Static Disassembly

Load a binary
find machine instructions in binary
disassemble into human- or machine readable form

Recursive Disassembly

Starts from known entry points
Recursively follows control flow
Used in many reverse-engineering applications

Dynamic Disassembly

Runtime information can resolve indirect calls, distinguishing data vs code
It allows for execution tracers to dump instructions, memory/register contents
Code coverage problem

Code coverage

test suites

Use known test inputs, manually developed, toincrease code coverage.
Trying to cover as much of the program’s functionality as possible.
Ready-made test suites aren’t always available.
Application specific.

Fuzzing

Automatically generate inputs
Favoring executing lots of tests to heavy duty analysis
Generation-based fuzzer
Mutation-based fuzzer

Symbolic Execution

Execute not with concrete values but symblic values
One exection path will generate a set of constraints
Path explosion

Structuring Disassembled Code and Data

Compartmentalizing

  • Breaking code into logically connected chunks and make it easier to understand the relationship between chunks.
    Revealing control flow
  • Some structures can reveal control flow. Especially in visual representation, it can make it easier to see how control flows through the code and to get a quick idea of what the code does.

Functions

logically connected codes
function detection

  • binaries can be stripped
  • code might be scattered
  • overlapping code blocks
  • Assume functions are contiguous and don’t share code

Based on function signatures:

  • well-known patterns and epilogues
  • vary depending on the platform, compiler and optimization level used.

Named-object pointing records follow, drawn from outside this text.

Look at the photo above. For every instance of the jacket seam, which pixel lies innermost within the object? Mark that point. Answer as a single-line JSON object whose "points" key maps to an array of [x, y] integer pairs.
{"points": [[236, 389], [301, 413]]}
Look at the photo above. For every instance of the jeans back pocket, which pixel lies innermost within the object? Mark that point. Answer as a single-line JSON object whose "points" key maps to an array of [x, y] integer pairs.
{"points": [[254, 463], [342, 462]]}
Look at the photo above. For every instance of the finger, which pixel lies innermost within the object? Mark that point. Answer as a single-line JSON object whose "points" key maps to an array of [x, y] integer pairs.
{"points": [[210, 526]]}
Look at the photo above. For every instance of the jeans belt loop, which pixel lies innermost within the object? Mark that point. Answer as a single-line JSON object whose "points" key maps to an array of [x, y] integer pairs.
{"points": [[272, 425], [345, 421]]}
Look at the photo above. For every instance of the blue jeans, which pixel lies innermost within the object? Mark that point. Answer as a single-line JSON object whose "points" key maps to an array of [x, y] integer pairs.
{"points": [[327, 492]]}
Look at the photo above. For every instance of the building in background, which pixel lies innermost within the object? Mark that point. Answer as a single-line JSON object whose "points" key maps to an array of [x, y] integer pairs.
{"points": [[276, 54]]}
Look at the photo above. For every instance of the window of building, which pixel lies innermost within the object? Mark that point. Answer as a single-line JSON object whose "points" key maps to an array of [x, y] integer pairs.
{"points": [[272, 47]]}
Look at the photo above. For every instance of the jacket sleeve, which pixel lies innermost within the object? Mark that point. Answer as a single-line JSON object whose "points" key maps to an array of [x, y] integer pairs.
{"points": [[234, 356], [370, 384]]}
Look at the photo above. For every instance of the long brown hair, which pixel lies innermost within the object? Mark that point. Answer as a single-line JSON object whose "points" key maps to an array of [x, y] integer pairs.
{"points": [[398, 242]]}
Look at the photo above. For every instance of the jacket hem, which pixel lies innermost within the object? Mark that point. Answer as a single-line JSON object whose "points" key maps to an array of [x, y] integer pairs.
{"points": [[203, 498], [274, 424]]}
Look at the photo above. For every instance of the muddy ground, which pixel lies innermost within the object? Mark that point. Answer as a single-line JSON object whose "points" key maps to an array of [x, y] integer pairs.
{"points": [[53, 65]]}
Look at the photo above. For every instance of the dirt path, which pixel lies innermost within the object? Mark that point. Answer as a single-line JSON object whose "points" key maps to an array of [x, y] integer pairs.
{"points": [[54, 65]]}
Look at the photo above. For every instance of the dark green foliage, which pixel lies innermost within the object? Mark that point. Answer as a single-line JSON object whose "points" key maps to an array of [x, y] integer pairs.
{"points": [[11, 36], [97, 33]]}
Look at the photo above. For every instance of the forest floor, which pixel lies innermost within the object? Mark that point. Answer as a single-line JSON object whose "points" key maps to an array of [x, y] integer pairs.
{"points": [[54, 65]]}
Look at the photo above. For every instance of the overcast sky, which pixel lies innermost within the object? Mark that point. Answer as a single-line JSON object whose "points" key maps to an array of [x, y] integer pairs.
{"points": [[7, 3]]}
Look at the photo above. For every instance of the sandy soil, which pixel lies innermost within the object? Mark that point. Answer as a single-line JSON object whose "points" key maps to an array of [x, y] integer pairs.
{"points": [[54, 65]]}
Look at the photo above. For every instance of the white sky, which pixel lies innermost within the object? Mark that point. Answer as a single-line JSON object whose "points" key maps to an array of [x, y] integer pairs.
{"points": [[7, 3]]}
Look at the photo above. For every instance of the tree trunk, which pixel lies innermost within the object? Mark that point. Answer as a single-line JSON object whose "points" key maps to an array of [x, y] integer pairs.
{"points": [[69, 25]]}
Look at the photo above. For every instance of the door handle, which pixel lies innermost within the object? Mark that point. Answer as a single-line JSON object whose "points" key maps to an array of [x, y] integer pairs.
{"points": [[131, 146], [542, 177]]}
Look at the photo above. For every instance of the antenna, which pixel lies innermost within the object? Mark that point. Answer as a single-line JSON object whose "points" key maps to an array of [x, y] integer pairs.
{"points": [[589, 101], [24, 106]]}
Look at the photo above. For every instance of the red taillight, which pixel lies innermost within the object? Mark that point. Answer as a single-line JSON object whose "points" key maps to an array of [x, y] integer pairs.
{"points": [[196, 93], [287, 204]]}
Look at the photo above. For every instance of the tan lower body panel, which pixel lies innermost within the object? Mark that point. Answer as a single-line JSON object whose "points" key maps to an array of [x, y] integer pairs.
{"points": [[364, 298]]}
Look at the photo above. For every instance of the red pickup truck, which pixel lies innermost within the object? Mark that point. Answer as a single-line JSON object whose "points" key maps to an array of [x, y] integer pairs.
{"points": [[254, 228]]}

Use $call$ for function so easy to locate.
Indirect and tail-call function

Control Flow Graph

CFG organize the inernals of a function
automated analysis, manual analysis
graphic representation
basic blocks: 1st instruction is the only entry point, last instruction is the only exit point
call edges are not part of CFG

Call Graph

show relationship between call sites and functions rather than basic blocks
indirect call not shown in call graph

direct call: call the specific funtion or address
indirect call: call the address stored in a register.